The yen tumbled against the US dollar yesterday as Japan signalled it was ready to intervene in the currency market, while a drop in oil prices undercut stocks.

US stock indexes were little changed, as the energy sector dragged. Europe’s broad stock index gained as data showed German industrial orders rose more than expected in March.

Most US Treasury yields fell as investors lowered estimates that the Federal Reserve will raise interest rates in June, after a weaker-than-expected jobs report.

The Dow Jones industrial average was down 69.3 points, or 0.39 per cent, at 17,671.33, the S&P 500 was losing 2.51 points, or 0.12 per cent, at 2,054.63 and the Nasdaq Composite was adding 6.48 points, or 0.14 per cent, at 4,742.63.

Europe’s broad FTSEurofirst 300 index gained 0.4 per cent.
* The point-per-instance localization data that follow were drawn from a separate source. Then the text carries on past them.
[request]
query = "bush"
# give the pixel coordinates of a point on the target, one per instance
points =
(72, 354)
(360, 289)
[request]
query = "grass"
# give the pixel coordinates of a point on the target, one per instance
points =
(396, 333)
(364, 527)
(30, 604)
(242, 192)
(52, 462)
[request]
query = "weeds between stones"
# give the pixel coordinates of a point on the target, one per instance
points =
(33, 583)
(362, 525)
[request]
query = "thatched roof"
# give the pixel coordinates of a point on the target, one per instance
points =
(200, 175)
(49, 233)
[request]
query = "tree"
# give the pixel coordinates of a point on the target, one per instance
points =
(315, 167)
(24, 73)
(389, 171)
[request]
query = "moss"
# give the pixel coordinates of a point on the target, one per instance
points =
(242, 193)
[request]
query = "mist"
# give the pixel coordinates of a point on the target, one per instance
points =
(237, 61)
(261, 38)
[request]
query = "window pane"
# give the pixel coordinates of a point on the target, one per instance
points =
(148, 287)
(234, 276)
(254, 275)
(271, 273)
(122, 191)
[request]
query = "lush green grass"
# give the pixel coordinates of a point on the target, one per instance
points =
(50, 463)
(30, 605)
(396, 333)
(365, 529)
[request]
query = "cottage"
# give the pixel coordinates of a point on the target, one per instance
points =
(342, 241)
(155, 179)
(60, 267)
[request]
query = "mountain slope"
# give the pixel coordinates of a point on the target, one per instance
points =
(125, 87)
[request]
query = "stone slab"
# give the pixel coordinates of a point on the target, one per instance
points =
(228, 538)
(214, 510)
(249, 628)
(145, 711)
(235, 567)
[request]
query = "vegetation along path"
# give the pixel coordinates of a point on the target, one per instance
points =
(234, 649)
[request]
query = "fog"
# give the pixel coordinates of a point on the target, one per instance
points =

Germany’s DAX climbed 1.1 per cent.

MSCI’s world equity index slipped 0.2 per cent after posting its worst weekly performance since mid-February last week.

The US dollar gained 1.2 per cent against the yen, after the Japanese currency last week hit a one-and-a-half-year high against the greenback.

Against a basket of currencies, the dollar gained 0.2 per cent.

Oil prices fell as traders took in their stride the impact of wildfires on Canada’s oil output and after another inventory build at the US hub for crude futures delivery.

US crude dropped 2.3 per cent to $43.62 a barrel, while benchmark Brent dropped 3.3 per cent to $43.88 a barrel.